December 1980


DR 5-102; DR 9-101.


Is it permissible for a prosecutor in a criminal case to call another prosecutor out of the same office to testify as a witness?


DR 5-102(A) provides that after an attorney undertakes employment in a case, and it is obvious that he or a lawyer in his firm ought to be called as a witness on behalf of his client, he shall withdraw from the conduct of the trial, and his firm, if any, shall not continue representation in the trial, except in certain instances set forth in DR 5-101(B). These exceptions are:

  1. If the testimony will relate solely to an uncontested matter.
  2. If the testimony will relate solely to a matter of formality and there is no reason to believe that substantial evidence will be offered in opposition to the testimony.
  3. If the testimony will relate solely to the nature and value of legal services rendered in the case by the lawyer or his firm to the client.
  4. As to any matter, if refusal would work a substantial hardship on the client because of the distinctive value of the lawyer or his firm as counsel in the particular case.

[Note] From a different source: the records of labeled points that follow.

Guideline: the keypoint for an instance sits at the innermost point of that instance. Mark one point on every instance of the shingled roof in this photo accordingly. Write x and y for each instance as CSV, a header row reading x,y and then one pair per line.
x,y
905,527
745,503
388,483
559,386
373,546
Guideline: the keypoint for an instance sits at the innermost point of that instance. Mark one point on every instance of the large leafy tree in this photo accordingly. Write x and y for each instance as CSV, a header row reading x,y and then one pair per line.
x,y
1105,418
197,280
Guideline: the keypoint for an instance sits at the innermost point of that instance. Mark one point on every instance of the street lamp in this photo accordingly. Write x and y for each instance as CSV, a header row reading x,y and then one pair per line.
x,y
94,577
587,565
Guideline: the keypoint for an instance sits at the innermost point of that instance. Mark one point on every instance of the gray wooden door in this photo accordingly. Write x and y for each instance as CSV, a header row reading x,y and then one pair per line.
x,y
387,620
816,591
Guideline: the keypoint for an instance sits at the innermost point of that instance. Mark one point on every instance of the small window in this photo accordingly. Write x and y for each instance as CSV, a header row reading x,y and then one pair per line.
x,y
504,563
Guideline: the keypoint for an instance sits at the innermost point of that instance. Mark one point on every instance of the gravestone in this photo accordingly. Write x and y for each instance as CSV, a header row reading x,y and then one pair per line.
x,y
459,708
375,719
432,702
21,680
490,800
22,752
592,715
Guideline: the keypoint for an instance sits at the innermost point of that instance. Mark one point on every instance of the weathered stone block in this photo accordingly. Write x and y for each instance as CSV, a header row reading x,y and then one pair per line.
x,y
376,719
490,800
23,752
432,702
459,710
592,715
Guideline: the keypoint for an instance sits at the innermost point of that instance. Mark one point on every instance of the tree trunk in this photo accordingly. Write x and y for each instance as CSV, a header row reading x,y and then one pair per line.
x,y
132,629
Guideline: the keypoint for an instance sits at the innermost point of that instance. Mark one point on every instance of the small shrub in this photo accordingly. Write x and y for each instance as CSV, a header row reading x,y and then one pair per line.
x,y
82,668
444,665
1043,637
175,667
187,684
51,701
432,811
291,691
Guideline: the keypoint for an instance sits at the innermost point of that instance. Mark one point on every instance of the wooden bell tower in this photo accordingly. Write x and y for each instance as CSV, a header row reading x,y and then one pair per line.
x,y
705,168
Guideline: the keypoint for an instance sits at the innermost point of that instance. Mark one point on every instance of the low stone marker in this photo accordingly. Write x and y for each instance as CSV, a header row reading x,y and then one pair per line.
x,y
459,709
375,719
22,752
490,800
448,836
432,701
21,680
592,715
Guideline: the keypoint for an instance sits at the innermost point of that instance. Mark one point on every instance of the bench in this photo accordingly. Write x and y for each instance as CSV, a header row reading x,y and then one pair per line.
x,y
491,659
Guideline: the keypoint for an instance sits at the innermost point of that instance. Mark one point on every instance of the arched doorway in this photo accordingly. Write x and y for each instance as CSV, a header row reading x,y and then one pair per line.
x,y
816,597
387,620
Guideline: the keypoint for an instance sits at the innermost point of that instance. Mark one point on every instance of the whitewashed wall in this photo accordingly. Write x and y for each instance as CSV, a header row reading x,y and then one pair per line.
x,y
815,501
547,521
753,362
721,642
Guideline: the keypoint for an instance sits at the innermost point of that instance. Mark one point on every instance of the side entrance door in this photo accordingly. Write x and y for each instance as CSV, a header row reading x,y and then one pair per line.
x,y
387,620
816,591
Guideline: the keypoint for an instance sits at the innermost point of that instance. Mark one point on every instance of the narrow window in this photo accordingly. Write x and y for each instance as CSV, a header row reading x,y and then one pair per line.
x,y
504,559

We hold that DR 5-102 applies to the district attorney's office and to all of those who practice in the same office. The rule would not apply to district attorneys and assistants practicing in another district, in another office. Although each assistant district attorney is not formally a law partner, the same principle would apply because their interest would be in common, just as would be the interest of law partners. Further, under DR 9-101, a lawyer should avoid even the appearance of impropriety. Insofar as Opinion 226 (March, 1959) is in conflict with this opinion, Opinion 226 is hereby overruled.